Analyze time series data by identifying linear and nonlinear models such as AR, ARMA, state-space, and grey-box models, performing spectral analysis, and forecasting model outputs

A time series is data that contains one or more measured output channels but no measured input. A time series model, also called a signal model, is a dynamic system that is identified to fit a given signal or time series data. The time series can be multivariate, which leads to multivariate models. You can identify time series models in the System Identification app or at the command line. System Identification Toolbox™ enables you to create and estimate four general types of time series model.

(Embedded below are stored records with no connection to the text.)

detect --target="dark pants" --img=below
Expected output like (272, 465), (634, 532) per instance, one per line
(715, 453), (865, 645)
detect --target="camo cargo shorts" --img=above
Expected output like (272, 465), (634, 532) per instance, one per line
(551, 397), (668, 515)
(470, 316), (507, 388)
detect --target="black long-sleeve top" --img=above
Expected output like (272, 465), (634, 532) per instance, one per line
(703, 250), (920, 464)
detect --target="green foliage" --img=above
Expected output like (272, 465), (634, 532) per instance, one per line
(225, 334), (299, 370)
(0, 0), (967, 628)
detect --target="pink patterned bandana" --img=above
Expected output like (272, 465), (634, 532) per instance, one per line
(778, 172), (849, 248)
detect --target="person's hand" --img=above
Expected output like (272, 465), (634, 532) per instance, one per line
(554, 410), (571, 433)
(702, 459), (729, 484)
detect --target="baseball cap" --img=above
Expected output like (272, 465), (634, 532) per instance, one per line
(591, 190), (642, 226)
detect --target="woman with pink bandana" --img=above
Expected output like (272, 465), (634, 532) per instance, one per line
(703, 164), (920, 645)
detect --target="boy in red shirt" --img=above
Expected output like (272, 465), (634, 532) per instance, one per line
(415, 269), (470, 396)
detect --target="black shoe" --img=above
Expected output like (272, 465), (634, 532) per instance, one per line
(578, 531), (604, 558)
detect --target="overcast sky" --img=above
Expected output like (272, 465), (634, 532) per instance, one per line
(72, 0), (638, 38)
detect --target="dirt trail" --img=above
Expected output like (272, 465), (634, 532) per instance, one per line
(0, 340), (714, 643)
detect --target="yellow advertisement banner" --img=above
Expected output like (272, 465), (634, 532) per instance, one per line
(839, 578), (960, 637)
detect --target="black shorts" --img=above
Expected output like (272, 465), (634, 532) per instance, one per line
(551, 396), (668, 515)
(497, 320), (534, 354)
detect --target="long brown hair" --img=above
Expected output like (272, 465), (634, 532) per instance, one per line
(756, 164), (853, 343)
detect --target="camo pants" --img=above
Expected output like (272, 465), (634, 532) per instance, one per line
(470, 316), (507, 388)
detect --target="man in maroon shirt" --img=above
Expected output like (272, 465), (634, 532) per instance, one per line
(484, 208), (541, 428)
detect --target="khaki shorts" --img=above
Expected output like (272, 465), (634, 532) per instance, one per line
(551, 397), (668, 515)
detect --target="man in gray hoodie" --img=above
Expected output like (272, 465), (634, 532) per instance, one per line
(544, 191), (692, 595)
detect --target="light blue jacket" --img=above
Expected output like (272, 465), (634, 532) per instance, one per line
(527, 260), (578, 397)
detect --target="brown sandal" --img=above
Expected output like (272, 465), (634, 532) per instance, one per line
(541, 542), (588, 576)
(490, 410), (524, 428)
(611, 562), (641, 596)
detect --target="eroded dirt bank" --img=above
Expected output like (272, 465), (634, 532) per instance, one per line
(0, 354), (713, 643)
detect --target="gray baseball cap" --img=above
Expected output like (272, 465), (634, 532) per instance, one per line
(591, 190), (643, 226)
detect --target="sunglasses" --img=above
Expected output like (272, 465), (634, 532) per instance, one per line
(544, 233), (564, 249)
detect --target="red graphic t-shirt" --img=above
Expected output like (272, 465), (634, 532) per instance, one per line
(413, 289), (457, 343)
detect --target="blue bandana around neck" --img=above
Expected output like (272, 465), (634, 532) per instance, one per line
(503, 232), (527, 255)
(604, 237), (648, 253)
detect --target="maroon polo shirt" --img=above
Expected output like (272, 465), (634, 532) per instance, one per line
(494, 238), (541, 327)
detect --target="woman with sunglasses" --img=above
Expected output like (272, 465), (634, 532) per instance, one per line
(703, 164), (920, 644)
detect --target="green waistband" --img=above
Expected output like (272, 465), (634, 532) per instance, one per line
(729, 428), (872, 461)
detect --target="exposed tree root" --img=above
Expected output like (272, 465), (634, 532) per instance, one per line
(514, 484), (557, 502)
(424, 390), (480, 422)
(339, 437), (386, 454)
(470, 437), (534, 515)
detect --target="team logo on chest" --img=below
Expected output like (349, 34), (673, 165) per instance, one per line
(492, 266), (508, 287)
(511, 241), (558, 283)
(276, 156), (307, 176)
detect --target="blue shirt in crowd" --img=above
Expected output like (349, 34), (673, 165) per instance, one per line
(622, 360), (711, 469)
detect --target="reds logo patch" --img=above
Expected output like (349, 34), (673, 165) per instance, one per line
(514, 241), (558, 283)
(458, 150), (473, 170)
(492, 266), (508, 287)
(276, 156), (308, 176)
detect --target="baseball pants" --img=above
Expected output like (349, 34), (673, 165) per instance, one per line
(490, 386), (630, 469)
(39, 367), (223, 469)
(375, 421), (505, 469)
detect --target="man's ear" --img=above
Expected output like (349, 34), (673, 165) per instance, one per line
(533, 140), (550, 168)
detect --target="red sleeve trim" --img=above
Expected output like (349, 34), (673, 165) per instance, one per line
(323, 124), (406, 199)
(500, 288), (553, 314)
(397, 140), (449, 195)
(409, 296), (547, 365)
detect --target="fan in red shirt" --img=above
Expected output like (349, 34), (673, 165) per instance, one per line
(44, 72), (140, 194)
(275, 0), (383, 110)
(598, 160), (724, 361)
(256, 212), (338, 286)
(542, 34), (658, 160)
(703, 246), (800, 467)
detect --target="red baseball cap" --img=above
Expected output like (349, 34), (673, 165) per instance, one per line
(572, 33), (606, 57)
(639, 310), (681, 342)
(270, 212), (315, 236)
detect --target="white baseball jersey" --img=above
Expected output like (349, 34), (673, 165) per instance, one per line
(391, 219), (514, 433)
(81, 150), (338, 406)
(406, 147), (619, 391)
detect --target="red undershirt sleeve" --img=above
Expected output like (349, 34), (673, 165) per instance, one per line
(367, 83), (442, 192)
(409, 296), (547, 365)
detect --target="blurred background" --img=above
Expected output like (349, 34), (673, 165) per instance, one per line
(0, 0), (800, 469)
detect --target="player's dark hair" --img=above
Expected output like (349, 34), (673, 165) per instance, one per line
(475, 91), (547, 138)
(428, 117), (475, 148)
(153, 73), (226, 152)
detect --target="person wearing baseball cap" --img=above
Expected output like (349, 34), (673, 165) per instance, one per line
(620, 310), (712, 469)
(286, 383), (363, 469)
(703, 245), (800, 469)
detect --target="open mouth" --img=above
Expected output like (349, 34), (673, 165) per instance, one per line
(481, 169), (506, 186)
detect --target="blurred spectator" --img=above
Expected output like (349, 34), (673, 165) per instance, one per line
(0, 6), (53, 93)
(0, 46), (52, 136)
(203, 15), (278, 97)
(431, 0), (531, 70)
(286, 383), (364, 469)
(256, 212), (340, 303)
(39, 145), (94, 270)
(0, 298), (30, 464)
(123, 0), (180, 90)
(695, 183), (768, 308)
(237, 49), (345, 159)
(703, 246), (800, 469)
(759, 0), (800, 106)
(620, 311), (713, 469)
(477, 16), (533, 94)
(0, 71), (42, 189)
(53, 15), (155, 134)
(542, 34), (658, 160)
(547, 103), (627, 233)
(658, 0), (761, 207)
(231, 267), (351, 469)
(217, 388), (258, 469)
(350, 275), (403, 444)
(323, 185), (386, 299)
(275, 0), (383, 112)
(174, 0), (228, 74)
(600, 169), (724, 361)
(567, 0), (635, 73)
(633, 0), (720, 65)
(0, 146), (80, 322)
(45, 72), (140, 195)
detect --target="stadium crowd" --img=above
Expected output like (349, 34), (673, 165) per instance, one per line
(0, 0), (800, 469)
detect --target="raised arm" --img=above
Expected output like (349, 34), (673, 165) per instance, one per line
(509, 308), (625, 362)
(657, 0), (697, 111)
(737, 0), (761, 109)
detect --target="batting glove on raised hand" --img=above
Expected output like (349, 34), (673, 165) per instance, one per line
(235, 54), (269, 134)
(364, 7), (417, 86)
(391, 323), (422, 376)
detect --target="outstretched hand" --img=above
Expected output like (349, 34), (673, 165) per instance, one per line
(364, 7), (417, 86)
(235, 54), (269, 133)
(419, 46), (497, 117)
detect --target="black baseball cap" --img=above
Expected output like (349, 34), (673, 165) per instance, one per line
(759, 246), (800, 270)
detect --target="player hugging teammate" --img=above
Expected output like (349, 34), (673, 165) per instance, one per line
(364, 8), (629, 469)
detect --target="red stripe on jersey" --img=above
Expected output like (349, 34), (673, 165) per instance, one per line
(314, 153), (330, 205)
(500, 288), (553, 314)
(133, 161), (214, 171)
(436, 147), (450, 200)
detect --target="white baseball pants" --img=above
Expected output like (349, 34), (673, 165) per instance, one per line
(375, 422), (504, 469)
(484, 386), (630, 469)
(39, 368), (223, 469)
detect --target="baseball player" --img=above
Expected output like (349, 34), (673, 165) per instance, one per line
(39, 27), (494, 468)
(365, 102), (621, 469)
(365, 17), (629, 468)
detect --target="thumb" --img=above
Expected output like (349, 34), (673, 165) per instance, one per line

  • Linear parametric models — Estimate parameters in structures such as autoregressive models and state-space models.

  • Frequency-response models — Estimate spectral models using spectral analysis.

  • Nonlinear ARX models — Estimate parameters in the nonlinear ARX structure.

  • Grey-box models — Estimate the coefficients of the ordinary differential or difference equations that represent your system dynamics.

Parametric time series model identification requires uniformly sampled time-domain data, except for the ARX model, which can handle frequency-domain signals. Spectral analysis algorithms support time-domain and frequency-domain data. Your data can have one or more output channels and must have no input channel. For more information on time series models, see What Are Time Series Models?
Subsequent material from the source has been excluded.